The reason why I learned nothing about magnetism in my many years of school, is that magnetism is still quite mysterious and fascinating, and mainstream scientists generally don't like to admit that they don't fully understand such a common, everyday thing! My current educational project, which should actually be fairly simple to pull off, is to design a math curriculum that incorporates magnets.
Compulsory education, which started right when industrialization was taking off, totally changed the way the rest of society perceives science. Before industrialization, people did not need to be trained for factory-style work, and so could learn freely at their own pace. Theoretical science was perceived as being exactly as relevant as our society sees philosophy today. After industrialization, factory owners needed a cheap program that grades and sorts people on their ability to follow complex instructions. The laws of science and mathematics provided precisely such a program!

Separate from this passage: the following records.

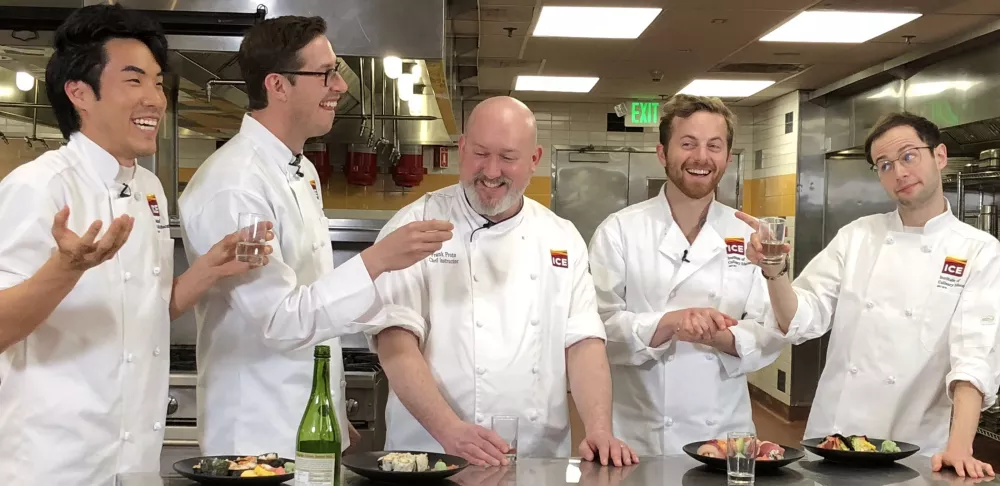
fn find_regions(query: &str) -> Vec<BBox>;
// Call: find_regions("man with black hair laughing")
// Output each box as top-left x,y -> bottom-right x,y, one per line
0,5 -> 272,484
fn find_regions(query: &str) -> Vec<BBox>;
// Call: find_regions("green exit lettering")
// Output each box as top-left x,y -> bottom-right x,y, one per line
627,101 -> 659,127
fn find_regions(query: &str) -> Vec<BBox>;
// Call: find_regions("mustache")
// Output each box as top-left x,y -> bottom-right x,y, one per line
474,174 -> 512,186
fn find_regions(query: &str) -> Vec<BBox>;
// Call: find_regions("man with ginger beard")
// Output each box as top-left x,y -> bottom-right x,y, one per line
358,96 -> 638,467
588,94 -> 784,456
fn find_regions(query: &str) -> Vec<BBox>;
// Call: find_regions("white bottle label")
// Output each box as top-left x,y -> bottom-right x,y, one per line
294,451 -> 338,486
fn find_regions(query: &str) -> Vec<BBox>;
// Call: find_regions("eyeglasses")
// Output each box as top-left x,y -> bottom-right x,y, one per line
871,146 -> 931,176
277,61 -> 343,87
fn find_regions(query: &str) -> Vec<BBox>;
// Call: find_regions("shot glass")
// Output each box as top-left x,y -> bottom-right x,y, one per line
727,432 -> 758,485
491,415 -> 519,464
758,216 -> 787,266
236,212 -> 267,267
422,192 -> 454,222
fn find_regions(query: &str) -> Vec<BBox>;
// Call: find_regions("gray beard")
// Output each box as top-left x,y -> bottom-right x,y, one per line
461,179 -> 525,217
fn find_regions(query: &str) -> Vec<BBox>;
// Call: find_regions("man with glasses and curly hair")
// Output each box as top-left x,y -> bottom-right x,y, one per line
179,15 -> 452,459
737,112 -> 1000,478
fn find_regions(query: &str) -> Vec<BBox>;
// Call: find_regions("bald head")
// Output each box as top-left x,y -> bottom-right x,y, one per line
458,96 -> 542,220
465,96 -> 538,145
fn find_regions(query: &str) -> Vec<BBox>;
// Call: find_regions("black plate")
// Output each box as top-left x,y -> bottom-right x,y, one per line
342,451 -> 468,483
682,441 -> 805,472
801,437 -> 920,465
172,456 -> 294,485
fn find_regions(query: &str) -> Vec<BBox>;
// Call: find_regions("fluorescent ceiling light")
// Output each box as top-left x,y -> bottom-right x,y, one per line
677,79 -> 774,97
761,10 -> 922,43
532,6 -> 662,39
514,75 -> 599,93
906,80 -> 979,97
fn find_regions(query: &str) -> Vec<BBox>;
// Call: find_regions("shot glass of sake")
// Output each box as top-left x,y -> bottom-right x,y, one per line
236,212 -> 267,267
758,217 -> 787,266
491,415 -> 518,464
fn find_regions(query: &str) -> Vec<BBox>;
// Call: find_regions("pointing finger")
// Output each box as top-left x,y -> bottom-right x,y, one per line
734,211 -> 760,231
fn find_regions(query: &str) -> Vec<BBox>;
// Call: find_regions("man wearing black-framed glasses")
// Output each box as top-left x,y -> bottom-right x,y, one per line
178,15 -> 453,463
739,112 -> 1000,478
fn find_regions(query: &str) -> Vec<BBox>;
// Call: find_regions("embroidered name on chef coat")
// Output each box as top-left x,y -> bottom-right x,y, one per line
550,250 -> 569,269
428,250 -> 459,264
938,256 -> 968,289
725,237 -> 750,268
146,194 -> 162,224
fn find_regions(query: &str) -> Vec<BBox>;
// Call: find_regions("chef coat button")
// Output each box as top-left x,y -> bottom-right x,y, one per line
340,380 -> 347,388
153,347 -> 160,357
122,431 -> 132,441
669,290 -> 677,299
312,242 -> 321,250
850,366 -> 858,375
905,309 -> 913,318
706,419 -> 717,426
476,366 -> 486,375
922,245 -> 932,253
709,291 -> 717,298
476,321 -> 483,328
473,275 -> 479,282
887,376 -> 896,385
126,353 -> 134,363
667,355 -> 675,362
124,271 -> 132,281
865,301 -> 874,310
476,414 -> 484,423
885,237 -> 894,245
530,319 -> 539,326
529,411 -> 538,422
665,417 -> 673,426
705,354 -> 714,361
530,273 -> 537,280
152,267 -> 160,276
153,422 -> 162,431
532,365 -> 539,374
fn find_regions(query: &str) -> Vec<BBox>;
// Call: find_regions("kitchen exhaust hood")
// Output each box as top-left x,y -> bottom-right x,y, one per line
0,0 -> 455,145
813,16 -> 1000,156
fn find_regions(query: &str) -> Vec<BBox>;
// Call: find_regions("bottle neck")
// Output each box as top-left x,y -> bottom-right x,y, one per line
311,357 -> 331,397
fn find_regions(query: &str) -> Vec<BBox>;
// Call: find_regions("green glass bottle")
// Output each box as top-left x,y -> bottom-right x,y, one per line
295,345 -> 342,486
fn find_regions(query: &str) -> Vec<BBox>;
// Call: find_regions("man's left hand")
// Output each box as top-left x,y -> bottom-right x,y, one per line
932,449 -> 996,479
196,222 -> 275,278
578,430 -> 639,467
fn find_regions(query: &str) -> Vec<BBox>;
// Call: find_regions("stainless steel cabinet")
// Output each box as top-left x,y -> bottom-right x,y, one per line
552,146 -> 743,244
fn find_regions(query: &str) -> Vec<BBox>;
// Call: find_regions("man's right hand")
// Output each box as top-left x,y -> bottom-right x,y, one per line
437,421 -> 510,467
659,308 -> 737,343
734,211 -> 790,277
362,220 -> 454,278
51,206 -> 134,273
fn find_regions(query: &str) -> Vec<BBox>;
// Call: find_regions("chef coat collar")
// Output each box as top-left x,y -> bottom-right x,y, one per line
69,131 -> 136,188
454,183 -> 525,234
887,198 -> 956,235
239,114 -> 305,179
654,182 -> 725,235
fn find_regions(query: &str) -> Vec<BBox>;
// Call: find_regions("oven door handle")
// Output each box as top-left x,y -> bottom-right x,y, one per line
163,439 -> 200,447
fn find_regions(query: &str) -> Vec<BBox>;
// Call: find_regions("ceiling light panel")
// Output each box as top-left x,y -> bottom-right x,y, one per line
677,79 -> 775,98
532,6 -> 662,39
514,75 -> 599,93
761,11 -> 922,43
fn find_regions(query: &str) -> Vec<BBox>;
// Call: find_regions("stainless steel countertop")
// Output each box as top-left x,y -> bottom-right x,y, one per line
125,454 -> 985,485
167,218 -> 388,243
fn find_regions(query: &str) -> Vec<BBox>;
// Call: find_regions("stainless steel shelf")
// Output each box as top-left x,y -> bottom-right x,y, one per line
944,170 -> 1000,186
978,427 -> 1000,443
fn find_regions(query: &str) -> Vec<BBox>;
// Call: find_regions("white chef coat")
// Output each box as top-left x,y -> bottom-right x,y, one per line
178,114 -> 382,457
359,184 -> 607,457
772,204 -> 1000,455
0,133 -> 172,485
588,187 -> 784,456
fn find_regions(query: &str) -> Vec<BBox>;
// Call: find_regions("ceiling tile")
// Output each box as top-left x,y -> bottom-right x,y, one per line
478,35 -> 527,58
941,0 -> 1000,14
867,12 -> 998,43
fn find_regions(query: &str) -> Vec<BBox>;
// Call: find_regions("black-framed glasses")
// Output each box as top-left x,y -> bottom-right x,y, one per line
871,146 -> 932,176
277,63 -> 342,87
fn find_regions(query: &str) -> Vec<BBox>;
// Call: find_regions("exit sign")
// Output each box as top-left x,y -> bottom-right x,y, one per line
625,101 -> 660,127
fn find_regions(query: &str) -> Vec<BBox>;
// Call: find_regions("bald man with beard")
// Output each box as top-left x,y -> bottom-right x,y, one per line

Science became the cornerstone of the compulsory school curriculum, and therefore holds its current place in the media as the "economic driver." However, the attitude that theoretical science is an economic driver is a cover used to justify the need for our current competitive, compulsory schooling system that allows large corporations cherry pick the brightest students for management positions. Experimentation and tinkering are what leads to new inventions and technology, but theoretical science, which is 99% of the science that is taught in schools and universities today, really is only peripheral to the invention of new technology and economic growth.